12-03-2013 06:55 AM - edited 03-11-2019 08:12 PM
Hi all,
I posted a while ago that we were having problems translating an IP for a printer (located here https://supportforums.cisco.com/message/4099013#4099013)
We still haven't been able to get it working and thought about another approach which is to leave the printer IP as a 10.100.x.x IP and instead set up the ASA to bypass the NAT for this IP so it doesn't get translated.

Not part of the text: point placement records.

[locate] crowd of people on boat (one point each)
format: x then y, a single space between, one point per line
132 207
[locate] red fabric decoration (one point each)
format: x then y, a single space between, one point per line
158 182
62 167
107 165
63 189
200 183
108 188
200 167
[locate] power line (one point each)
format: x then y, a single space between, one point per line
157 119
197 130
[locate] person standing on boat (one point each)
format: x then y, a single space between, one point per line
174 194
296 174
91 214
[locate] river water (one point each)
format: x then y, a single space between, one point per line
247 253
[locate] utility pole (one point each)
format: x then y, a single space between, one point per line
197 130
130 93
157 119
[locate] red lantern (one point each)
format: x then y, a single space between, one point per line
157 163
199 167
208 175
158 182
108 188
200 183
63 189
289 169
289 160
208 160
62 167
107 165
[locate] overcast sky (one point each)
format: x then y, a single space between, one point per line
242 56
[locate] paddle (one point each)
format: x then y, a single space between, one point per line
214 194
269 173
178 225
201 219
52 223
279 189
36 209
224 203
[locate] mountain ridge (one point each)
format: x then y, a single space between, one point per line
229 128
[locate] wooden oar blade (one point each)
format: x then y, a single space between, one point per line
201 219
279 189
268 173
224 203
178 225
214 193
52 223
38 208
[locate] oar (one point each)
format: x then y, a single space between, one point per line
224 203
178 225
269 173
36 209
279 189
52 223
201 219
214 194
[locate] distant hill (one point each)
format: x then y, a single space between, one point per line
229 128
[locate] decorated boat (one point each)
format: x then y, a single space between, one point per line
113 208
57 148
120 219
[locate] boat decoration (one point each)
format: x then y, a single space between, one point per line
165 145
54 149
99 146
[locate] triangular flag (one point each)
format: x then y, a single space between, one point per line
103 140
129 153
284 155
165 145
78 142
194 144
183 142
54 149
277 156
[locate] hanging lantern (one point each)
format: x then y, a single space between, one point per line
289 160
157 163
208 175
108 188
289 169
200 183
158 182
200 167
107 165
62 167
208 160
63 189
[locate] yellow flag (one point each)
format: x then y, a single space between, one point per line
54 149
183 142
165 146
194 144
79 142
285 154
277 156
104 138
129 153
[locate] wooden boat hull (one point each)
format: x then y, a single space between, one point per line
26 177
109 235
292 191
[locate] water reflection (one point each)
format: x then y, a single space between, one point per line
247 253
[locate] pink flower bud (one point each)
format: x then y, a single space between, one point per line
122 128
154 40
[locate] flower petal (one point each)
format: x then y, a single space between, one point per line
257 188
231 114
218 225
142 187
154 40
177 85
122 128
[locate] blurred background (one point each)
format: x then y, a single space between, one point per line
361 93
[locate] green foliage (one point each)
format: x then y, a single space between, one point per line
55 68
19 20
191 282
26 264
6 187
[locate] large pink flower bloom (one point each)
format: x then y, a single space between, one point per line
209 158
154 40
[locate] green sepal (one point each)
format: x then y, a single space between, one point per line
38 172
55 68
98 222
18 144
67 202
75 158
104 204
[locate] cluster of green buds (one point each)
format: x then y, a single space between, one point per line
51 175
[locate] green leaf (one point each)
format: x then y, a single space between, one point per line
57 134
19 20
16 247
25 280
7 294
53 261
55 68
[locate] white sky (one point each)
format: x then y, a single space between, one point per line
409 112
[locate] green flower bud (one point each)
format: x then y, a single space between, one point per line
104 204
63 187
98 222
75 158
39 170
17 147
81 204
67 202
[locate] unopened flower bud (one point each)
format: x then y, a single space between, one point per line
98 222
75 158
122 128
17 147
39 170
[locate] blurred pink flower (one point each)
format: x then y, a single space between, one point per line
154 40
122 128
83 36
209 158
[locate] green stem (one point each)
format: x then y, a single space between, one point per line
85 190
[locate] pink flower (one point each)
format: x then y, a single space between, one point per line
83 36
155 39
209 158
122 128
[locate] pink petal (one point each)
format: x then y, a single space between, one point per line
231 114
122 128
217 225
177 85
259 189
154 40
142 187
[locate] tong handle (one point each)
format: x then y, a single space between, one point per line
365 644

Is this possible and how would i go about doing it?
Many thanks
Jamie
12-03-2013 07:03 AM
Hi,
Would need more information related to this. Are you doing this on an ASA firewall? What software version is it running on? Towards which interface should the printer be visible with its own IP address? Is there only a certain network towards which the printer should show up with its original IP address?

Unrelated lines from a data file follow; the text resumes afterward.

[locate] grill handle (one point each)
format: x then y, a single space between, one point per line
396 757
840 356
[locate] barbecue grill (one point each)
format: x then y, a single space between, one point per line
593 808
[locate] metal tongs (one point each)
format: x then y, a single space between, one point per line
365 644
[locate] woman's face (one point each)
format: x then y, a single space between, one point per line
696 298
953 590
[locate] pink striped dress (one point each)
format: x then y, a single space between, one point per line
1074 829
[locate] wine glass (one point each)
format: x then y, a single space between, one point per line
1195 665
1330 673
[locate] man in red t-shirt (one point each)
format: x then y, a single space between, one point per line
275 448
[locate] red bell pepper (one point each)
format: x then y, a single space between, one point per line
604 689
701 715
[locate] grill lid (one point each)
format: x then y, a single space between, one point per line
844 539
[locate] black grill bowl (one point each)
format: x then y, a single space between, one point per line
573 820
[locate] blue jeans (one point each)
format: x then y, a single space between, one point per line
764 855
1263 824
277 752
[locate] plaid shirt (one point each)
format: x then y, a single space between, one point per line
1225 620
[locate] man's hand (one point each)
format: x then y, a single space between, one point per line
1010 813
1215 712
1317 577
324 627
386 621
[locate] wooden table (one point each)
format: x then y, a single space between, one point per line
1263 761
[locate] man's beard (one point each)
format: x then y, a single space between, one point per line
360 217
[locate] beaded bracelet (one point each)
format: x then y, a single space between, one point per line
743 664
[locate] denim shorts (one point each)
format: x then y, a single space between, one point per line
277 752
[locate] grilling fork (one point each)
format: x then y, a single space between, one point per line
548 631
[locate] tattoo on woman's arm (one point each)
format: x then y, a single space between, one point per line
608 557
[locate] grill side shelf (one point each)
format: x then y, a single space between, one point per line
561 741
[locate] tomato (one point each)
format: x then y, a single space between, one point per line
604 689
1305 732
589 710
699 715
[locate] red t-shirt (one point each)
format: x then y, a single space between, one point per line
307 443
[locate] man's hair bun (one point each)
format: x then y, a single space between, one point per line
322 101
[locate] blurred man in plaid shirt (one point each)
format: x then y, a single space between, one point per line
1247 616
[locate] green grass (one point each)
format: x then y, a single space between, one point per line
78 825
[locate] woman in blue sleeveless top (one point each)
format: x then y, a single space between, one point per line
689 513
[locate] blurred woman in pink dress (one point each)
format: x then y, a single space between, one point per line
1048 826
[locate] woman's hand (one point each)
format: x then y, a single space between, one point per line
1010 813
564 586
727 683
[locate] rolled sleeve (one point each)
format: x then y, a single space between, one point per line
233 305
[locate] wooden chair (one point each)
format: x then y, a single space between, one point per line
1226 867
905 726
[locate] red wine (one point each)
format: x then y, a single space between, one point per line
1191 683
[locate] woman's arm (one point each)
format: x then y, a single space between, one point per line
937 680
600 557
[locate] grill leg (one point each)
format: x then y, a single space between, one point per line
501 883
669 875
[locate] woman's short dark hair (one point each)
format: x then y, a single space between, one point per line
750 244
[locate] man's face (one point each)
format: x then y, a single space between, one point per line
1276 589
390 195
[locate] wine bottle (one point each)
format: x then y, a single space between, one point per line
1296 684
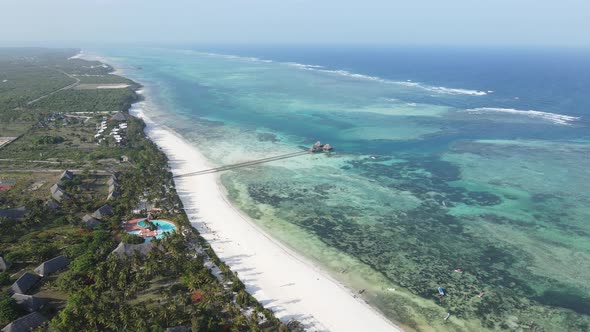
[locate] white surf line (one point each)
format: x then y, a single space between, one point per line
282 280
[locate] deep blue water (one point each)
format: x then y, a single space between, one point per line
548 80
505 190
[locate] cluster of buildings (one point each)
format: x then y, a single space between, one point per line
58 193
118 132
91 220
30 303
113 184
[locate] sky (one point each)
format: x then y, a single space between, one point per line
415 22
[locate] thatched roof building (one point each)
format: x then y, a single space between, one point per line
113 195
104 211
119 116
112 181
65 176
14 213
58 193
26 323
28 302
125 249
51 204
178 329
4 265
51 266
89 221
24 283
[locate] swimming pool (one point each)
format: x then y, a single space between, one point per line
164 227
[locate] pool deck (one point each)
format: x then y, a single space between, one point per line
132 225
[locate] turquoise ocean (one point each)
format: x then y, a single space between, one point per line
444 159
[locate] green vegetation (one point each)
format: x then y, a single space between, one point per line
100 291
93 100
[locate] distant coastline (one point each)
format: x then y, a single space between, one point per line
314 298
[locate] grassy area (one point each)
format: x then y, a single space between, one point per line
105 79
100 291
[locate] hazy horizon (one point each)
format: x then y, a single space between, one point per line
380 22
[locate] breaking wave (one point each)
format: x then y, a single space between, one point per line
553 117
436 89
409 83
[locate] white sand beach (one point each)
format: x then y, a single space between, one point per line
280 279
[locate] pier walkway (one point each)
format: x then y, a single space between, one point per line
244 164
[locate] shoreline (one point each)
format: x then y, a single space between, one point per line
280 279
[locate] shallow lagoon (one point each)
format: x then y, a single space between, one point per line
417 187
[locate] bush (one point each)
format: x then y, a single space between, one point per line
8 310
41 140
131 239
4 278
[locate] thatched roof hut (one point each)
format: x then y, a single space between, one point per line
58 193
4 265
28 302
113 195
102 212
51 266
24 283
65 176
14 213
125 249
52 204
26 323
119 116
89 221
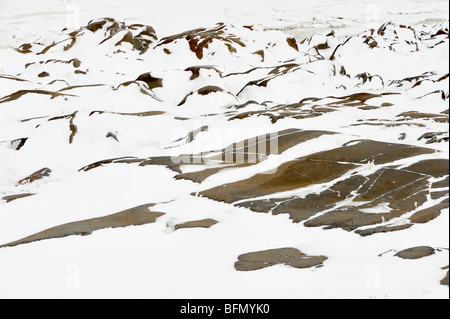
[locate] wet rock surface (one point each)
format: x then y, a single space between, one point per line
204 223
325 135
284 256
416 252
136 216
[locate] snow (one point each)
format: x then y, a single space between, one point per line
153 260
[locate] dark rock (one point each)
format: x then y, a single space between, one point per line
139 215
286 256
44 172
416 252
10 198
204 223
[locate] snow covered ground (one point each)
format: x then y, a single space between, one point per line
121 129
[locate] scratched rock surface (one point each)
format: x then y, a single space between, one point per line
244 139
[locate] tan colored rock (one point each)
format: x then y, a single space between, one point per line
285 256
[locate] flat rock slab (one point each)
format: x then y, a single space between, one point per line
285 256
139 215
416 252
444 281
10 198
204 223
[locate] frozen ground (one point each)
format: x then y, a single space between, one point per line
95 118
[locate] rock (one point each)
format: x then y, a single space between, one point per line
204 223
44 172
43 74
139 215
444 281
10 198
425 215
287 256
416 252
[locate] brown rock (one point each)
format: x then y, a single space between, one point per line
10 198
287 256
204 223
416 252
139 215
44 172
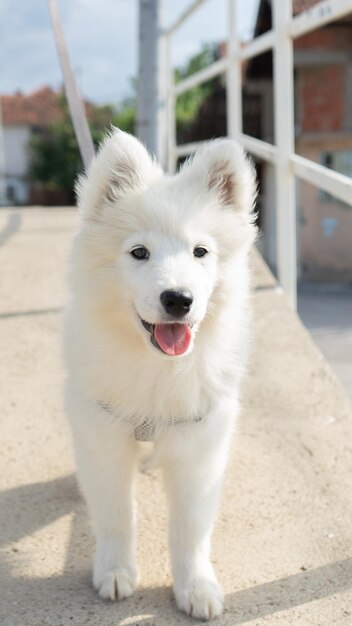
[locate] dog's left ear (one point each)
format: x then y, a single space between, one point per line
122 165
222 167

Generally this is configured with NAT0 / Identity NAT but the format depends on your software level if you are using ASA.
- Jouni
12-03-2013 07:09 AM
We are on ASA 5510 8.3+.
We originally tried to translate the printer so anything received on the 10.100.104.20 address would get translated to its 172.29.x.x address but we can't seem to get it working so the other option is to change the printer to 10.100.104.20 and stop this address from the NAT.
Our ASA address is 10.100.104.2 and apparently we have IPs up to .24
MAny thanks
12-03-2013 07:14 AM
Hi,
But I still dont know the actual setup.
Where should the host 10.100.104.20 be visible with its own IP address?
Where are the hosts located which need to be able to connect to this host with its original IP addresses?
If we do the wrong configuration it might override some NAT behaviour that is needed for this host.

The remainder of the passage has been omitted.